Next week the Holy Father will be visiting Cuba and the United States for the first time. What a terrific opportunity for the church and the United States to be able to host this great leader who will be addressing a joint session of Congress and meeting with the president of the United States and other dignitaries. He will also be meeting with prisoners and others on the margins of our society and visit the 9/11 memorial at the World Trade Center.
The main purpose for his trip is the World Meeting of Families, which is hosted by the Archdiocese of Philadelphia and my dear friend and fellow Kansan, Archbishop Charles Chaput. (He and I attended the same seminary high school in Victoria, Kan.)
From the Diocese of Green Bay, 100 pilgrims will be traveling to the World Meeting of the Families and I am really looking forward to accompanying them for most of this trip.

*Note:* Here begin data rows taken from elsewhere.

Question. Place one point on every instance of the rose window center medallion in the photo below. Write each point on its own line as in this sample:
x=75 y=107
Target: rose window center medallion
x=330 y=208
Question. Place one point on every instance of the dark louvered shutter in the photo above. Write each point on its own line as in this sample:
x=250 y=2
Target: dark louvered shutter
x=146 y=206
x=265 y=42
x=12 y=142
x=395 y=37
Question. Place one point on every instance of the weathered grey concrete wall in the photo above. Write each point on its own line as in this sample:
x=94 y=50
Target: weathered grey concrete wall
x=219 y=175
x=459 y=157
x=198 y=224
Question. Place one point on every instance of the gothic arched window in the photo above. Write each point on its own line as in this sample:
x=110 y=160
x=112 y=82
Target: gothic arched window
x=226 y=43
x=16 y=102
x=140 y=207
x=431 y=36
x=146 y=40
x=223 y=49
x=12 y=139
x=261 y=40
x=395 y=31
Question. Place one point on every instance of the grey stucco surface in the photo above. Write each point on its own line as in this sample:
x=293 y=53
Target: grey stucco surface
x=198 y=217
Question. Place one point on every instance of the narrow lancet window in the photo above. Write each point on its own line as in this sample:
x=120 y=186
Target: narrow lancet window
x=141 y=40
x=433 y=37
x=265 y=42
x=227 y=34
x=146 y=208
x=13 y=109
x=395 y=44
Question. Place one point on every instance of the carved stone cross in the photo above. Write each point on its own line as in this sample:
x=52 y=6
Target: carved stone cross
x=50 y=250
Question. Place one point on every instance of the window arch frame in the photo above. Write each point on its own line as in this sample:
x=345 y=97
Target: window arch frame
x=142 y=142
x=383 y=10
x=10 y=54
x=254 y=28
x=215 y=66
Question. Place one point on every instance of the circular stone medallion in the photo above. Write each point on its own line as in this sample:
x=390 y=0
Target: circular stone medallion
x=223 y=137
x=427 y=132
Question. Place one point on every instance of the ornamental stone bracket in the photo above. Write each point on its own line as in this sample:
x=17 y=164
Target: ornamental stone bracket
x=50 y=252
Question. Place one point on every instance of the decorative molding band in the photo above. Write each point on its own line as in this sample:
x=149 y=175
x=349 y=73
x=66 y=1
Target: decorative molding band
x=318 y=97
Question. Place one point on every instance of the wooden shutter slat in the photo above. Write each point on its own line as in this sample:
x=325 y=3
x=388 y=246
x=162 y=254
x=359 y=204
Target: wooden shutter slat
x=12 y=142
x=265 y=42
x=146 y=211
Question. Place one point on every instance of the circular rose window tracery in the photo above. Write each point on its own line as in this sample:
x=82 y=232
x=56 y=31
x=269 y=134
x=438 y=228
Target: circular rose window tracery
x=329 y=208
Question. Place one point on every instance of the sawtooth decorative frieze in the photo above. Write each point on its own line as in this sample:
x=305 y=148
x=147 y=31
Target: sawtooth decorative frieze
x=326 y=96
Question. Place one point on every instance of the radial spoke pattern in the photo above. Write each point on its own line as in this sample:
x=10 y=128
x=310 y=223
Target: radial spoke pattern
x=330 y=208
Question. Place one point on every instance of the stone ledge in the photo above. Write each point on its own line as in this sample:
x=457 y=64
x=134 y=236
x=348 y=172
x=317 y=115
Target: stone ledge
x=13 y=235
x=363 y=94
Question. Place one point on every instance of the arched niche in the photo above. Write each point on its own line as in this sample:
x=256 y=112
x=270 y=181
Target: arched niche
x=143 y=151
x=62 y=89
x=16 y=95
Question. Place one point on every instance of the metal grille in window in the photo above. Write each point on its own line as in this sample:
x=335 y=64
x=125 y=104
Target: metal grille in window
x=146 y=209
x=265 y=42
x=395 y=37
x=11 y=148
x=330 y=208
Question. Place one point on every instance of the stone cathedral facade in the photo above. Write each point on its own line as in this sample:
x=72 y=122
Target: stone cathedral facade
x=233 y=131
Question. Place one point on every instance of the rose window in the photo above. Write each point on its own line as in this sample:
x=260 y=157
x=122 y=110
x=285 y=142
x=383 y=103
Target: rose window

This pope is mightily pushing us as a church — as bishops and priests, as lay leaders and the whole family of the church — to reach out to a world which has become increasingly busy and distracted from keeping centered on the things that really matter in life: the love of God and the love of others, especially the marginalized and the poor.
His visit to this country will both encourage and challenge us to live the Gospel of Jesus, the Gospel of Life and the family, while reaching beyond our own comfort zones. I have been able to be in his presence and to meet him for about 15 seconds in June 2014, but pastoral love pours from his heart to the people.
I remember when Pope John Paul II visited Denver in 1993. Several priests, Bishop Arthur Tafoya and I took around 400 young people from the Diocese of Pueblo to World Youth Day in Denver. His visit transformed the whole State of Colorado and the surrounding region. As the Archbishop of Denver at the time, Cardinal James Stafford, said: “Wherever the shadow of Peter falls, great graces and challenges (crosses) follow.” The pope’s visit to the Northeast will bring great blessings and challenges.